Abzugrenzen ist dies von Orten wie eintrittsgeldpflichtige Schwimmbäder, Theater oder Tierparks, die in tatsächlicher Hinsicht nur begrenzten Funktionen dienen. Diesen Stätten kann – außerhalb der jeweiligen Nutzungsrechte – die Durchführung von Versammlungen nicht zugestanden werden. Dies gilt aber nicht für Örtlichkeiten, an denen die Verbindung von Dienstleistungsbereichen, Restaurationsbetrieben und Erholungsflächen einen Raum des Flanierens schafft und so Orte des Verweilens und der Begegnung entstehen. Werden private Räume oder Flächen in dieser Weise für ein Nebeneinander verschiedener Nutzungen geöffnet und dadurch zum öffentlichen Forum, kann aus ihnen gemäß Art. 8 Abs. 1 GG auch die politische Auseinandersetzung in Form von kollektiven Meinungskundgaben durch Versammlungen nicht herausgehalten werden. Die Verfassungsnorm gewährleistet für solche Orte vielmehr das Recht, das Publikum mit politischen Fragen und Auseinandersetzungen, gesellschaftlichen Konflikten oder sonstigen Themen zu konfrontieren.
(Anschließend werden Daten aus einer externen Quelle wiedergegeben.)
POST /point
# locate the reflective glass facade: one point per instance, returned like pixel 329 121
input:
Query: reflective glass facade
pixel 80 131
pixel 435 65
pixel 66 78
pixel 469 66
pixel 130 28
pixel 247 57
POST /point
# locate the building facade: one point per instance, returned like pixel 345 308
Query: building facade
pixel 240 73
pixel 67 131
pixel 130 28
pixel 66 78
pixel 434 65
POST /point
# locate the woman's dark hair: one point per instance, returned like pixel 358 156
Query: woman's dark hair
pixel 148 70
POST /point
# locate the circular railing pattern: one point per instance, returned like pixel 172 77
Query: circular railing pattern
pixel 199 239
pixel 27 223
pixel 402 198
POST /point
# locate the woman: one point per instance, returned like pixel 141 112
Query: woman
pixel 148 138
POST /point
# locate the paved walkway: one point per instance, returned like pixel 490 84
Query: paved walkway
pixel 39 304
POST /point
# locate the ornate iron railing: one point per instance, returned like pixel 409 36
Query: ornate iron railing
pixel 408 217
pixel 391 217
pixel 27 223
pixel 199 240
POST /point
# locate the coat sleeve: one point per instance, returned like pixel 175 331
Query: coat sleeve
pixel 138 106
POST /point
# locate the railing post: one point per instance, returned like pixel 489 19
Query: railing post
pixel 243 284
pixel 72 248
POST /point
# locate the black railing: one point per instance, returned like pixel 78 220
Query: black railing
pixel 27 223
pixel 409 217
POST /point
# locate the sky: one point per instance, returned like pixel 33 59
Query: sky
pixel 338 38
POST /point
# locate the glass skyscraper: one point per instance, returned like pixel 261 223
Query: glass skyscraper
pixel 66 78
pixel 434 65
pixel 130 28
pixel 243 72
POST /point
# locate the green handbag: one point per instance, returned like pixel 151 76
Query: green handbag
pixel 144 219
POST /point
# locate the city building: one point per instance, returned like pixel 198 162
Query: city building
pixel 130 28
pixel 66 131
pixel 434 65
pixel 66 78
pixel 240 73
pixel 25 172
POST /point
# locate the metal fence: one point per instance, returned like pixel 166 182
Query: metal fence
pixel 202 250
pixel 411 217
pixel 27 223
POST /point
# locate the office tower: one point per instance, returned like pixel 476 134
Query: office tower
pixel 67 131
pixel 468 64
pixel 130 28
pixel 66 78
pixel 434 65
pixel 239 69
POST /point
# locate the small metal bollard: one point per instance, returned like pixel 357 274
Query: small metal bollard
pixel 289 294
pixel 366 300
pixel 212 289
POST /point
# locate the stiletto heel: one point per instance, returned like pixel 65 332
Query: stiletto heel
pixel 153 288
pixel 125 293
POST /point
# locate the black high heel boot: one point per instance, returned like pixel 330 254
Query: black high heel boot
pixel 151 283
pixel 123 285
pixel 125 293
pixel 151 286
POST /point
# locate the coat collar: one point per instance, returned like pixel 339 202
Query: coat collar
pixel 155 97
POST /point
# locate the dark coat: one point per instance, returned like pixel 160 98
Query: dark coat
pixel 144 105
Gleichwohl müssen widerstreitende Grundrechte gebührende Berücksichtigung finden. Soweit die zuständigen Behörden Entscheidungen treffen, haben sie die Privatrechtsinhaber – unter Berücksichtigung der unmittelbaren oder mittelbaren Grundrechtsbindung – grundsätzlich mit einzubeziehen und deren Einschätzungen, wie sie beispielsweise in Benutzungsordnungen zum Ausdruck kommen können, zu berücksichtigen. Öffentliche Foren haben auf Grund einer autonomen Entscheidung des jeweiligen Eigentümers eine besondere soziale Funktion, auch wenn im Einzelfall eine neue Form der Sozialbindung kritisiert wird. Je weiter ein Grundrechtsträger sein Eigentum zu seinem eigenen Vorteil für die Nutzung durch die Allgemeinheit öffnet, desto stärker werden seine Rechte durch die gesetzlichen und verfassungsmäßigen Rechte der Benutzer beschränkt. Mit den kommerziellen Vorteilen einer öffentlichen Verkehrsfunktion sind auch die kommunikativen Auswirkungen zu übernehmen (vgl. umfassend Brenneisen/Wilksen/Staack/Martins, 2020, Versammlungsrecht, 5. Auflage, S. 119 ff.).
Verwaltungsgericht Schleswig, Beschl. v. 16.4.2021 – 3 B 39/21.